E dunque... Signori è da tipo inizio dicembre che non pubblicavo un capitolo dal POV di Octavia! È un'infinità di tempo! L'avevo abbandonata laggiù, sola soletta, in una città sconosciuta, nelle mani del suo rapitore. Non so, forse serviva un breve riassunto delle puntate precedenti, visto che era da tanto che non scrivevo... in caso ditemelo, che lo aggiungo in cima al capitolo o magari vi faccio un riassunto nei commenti, se preferite. :)
So già che, con quello che ho in mente, ne verranno fuori due capitoli, ma, se riesco, cercherò di pubblicarli vicini, in quanto son molto correlati (Quindi sì, anche il capitolo 13 sarà dal punto di vista di Octavia). E Zane? Non mi esporrò, per non far pendere i giudizi né da una parte né dall'altra; però sarei curiosa di sapere un po' le vostre impressioni!
Infine, vi farà ridere sapere che la parte più difficile, di questo capitolo, è stata trovare la parola "chiavaccio". Signori, non mi ricordavo assolutamente come si chiamasse! Mi veniva chiavistello, catenaccio, serratura. Mi sono persino andata a leggere i manuali delle serrature delle porte per trovarlo (adesso sono ferratissima sulla costruzione di porte per esterni hahahah).

Ultima cosa prima di passare ai trivia (ne metterò tre perché son scomparsa per un po'): ma quanto è brutto Wattpad in versione rosa-violetto?

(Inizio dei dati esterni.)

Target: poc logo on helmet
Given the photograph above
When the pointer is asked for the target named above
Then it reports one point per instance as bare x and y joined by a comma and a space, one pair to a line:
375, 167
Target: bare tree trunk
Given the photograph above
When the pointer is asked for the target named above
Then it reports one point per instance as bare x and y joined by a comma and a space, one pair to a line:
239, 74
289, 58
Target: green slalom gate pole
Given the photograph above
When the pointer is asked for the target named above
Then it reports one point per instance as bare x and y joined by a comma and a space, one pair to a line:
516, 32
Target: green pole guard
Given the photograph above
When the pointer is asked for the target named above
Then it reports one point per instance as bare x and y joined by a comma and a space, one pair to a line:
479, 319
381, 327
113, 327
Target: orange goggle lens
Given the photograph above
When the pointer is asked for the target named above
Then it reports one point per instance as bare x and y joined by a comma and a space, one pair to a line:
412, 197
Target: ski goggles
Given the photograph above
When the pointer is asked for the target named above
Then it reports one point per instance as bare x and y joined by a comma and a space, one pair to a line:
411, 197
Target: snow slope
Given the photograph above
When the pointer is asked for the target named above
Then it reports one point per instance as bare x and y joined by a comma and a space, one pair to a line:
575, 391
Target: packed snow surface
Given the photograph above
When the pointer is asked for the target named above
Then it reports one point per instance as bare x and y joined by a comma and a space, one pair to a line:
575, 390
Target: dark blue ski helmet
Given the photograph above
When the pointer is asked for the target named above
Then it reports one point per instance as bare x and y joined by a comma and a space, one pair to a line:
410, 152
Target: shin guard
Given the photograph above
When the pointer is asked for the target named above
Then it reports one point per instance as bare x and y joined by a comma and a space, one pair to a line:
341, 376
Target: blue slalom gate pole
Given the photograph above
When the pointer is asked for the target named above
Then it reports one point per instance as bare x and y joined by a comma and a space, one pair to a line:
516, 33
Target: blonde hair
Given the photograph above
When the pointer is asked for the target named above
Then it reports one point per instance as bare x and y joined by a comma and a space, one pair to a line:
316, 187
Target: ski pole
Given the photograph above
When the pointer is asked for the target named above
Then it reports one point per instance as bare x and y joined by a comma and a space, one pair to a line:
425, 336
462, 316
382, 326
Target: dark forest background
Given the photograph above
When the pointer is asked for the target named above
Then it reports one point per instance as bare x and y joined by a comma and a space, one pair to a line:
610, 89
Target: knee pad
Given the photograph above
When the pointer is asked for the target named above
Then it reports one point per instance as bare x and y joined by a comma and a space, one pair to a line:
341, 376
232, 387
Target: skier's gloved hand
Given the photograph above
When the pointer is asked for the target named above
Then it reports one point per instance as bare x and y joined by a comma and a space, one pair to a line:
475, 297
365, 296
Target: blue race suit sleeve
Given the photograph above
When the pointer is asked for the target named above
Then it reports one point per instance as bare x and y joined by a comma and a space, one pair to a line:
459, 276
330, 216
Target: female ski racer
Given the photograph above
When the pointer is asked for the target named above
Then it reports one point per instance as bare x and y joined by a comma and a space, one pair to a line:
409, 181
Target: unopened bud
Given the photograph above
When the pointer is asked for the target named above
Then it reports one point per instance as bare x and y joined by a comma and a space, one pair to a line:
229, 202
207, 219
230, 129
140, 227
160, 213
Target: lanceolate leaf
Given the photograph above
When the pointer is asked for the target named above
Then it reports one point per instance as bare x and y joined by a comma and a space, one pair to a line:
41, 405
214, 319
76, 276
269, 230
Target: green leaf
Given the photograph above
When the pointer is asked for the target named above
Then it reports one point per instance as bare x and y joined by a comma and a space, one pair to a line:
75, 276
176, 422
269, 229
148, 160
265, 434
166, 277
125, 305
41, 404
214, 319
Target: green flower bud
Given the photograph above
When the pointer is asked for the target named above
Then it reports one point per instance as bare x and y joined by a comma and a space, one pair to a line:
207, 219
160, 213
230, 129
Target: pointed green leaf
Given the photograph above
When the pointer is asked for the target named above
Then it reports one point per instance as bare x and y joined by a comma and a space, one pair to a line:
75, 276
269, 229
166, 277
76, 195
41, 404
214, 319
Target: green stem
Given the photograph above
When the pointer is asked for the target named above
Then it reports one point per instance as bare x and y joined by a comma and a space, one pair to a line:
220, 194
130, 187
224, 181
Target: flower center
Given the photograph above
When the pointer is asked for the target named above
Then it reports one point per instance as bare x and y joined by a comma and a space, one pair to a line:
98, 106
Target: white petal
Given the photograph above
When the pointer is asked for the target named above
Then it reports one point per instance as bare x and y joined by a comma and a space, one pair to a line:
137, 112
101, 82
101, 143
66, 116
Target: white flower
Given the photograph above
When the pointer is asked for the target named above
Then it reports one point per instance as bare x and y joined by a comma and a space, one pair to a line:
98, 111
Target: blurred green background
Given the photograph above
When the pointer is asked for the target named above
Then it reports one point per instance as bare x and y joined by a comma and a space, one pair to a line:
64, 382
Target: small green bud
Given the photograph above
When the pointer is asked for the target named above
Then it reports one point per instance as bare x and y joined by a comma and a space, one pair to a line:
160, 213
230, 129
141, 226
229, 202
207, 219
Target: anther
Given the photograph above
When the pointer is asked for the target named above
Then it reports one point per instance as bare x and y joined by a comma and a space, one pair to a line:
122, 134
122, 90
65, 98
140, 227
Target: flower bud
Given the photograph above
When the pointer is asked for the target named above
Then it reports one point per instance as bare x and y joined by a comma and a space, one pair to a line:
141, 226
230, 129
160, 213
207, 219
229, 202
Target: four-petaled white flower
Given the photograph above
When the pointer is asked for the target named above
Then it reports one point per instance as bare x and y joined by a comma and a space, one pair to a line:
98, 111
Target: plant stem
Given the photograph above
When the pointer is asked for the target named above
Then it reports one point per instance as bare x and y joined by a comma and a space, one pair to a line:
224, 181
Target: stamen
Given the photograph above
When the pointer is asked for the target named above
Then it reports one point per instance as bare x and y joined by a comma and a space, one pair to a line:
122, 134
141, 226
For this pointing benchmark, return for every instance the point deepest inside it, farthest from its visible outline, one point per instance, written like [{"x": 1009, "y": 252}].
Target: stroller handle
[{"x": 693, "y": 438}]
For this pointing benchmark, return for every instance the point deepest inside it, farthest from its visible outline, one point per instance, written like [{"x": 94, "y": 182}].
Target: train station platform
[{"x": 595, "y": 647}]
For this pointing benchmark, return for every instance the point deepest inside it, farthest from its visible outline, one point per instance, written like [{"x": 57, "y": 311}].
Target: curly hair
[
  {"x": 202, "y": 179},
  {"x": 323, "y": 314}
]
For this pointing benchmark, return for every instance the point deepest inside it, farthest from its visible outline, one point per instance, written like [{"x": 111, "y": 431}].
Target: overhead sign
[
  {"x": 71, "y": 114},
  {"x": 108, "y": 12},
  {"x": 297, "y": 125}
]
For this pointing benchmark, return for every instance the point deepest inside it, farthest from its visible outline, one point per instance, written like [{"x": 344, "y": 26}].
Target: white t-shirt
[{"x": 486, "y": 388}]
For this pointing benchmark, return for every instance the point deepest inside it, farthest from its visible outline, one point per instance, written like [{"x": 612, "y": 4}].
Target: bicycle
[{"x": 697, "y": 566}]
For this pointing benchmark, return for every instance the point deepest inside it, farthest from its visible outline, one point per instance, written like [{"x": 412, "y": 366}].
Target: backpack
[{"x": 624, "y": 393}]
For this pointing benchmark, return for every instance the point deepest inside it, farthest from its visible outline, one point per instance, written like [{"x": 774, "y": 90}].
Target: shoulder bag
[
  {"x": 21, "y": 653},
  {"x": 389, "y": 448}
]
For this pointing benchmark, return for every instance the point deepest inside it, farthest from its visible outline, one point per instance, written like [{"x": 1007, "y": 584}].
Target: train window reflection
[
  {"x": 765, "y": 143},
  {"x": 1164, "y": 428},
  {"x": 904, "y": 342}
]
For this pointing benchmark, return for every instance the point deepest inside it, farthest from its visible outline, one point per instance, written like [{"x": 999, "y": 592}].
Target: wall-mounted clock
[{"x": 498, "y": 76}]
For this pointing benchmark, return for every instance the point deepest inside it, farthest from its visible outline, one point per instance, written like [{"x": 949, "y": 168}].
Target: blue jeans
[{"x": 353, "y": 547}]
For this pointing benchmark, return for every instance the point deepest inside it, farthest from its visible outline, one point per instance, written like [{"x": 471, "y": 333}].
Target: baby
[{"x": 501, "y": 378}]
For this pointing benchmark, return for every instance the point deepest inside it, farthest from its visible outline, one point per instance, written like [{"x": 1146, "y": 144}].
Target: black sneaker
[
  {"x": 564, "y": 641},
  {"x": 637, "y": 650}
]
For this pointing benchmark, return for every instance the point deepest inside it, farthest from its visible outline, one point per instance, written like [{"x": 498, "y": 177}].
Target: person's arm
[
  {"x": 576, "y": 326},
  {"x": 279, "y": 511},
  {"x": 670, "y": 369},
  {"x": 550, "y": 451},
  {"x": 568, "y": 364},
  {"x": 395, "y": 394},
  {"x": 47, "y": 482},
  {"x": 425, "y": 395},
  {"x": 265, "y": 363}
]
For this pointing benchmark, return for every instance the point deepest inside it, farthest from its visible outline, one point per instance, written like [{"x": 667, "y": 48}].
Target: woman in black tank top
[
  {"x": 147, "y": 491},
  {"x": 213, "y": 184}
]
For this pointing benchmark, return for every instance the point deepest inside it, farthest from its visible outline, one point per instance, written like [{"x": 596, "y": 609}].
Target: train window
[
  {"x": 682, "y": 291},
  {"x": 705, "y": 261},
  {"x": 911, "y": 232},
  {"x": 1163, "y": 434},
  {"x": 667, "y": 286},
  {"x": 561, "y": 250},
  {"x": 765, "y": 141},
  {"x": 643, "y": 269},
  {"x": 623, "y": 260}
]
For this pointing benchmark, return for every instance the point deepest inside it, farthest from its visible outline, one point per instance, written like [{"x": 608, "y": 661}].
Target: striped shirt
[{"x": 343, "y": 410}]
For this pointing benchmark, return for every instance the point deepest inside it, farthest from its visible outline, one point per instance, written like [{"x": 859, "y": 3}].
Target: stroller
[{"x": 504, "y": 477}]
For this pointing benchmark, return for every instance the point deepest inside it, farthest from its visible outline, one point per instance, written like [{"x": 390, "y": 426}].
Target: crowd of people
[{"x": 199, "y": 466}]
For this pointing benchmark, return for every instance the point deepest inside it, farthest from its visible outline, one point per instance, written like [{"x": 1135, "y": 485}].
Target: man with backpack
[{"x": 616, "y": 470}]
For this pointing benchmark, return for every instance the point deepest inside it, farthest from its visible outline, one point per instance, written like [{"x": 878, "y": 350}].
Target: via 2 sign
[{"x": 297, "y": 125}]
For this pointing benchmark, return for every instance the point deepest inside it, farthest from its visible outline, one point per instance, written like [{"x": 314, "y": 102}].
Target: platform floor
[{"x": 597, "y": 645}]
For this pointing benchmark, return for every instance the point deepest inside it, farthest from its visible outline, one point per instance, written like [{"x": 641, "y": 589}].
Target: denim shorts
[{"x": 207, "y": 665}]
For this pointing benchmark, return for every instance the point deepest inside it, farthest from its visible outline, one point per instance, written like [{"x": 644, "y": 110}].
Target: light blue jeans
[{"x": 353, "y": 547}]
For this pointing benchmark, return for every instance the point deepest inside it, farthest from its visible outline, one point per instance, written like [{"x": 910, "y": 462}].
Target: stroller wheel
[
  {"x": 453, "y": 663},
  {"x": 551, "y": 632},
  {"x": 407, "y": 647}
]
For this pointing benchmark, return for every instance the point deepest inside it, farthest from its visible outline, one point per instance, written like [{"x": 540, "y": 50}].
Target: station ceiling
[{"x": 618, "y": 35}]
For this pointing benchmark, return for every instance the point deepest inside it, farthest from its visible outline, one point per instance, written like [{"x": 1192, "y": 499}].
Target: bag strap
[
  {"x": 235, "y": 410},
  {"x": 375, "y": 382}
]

Speravo che dopo San Valentino tornasse normale, ma siamo al 19 ed ancora, ogni volta che lo apro, questo colore mi tira un cazzotto dritto dritto nell'occhio. Sono l'unica?

TRIVIA
1) Le due guardie che Zane, nell'epilogo del primo libro, non ha salutato, sono le stesse che Lydia e Chris incontrano alla locanda (mentre stanno cercando Octavia) e di cui origliano la conversazione.
2) Nel primo capitolo in cui incontriamo Octavia, lei ci dice che sta leggendo un libro di Murakami. Questo perché, mentre scrivevo, mi sono voltata ed il primo libro che ho visto sul mio comodino è stato proprio "Kafka sulla spiaggia".
3) Il nome April (che nel nostro caso è un cognome) deriva dal nome del mese di aprile che, a sua volta, proviene probabilmente dal latino aperire, ovvero "aprire", riferito allo sbocciare dei fiori. Quindi, proprio come "Ilan", mi sembrava un nome bello ed anche piuttosto azzeccato.
Secondo altre interpretazioni, il nome del mese proviene invece da Apru, trasposizione etrusca di Afrodite, dea greca dell'amore.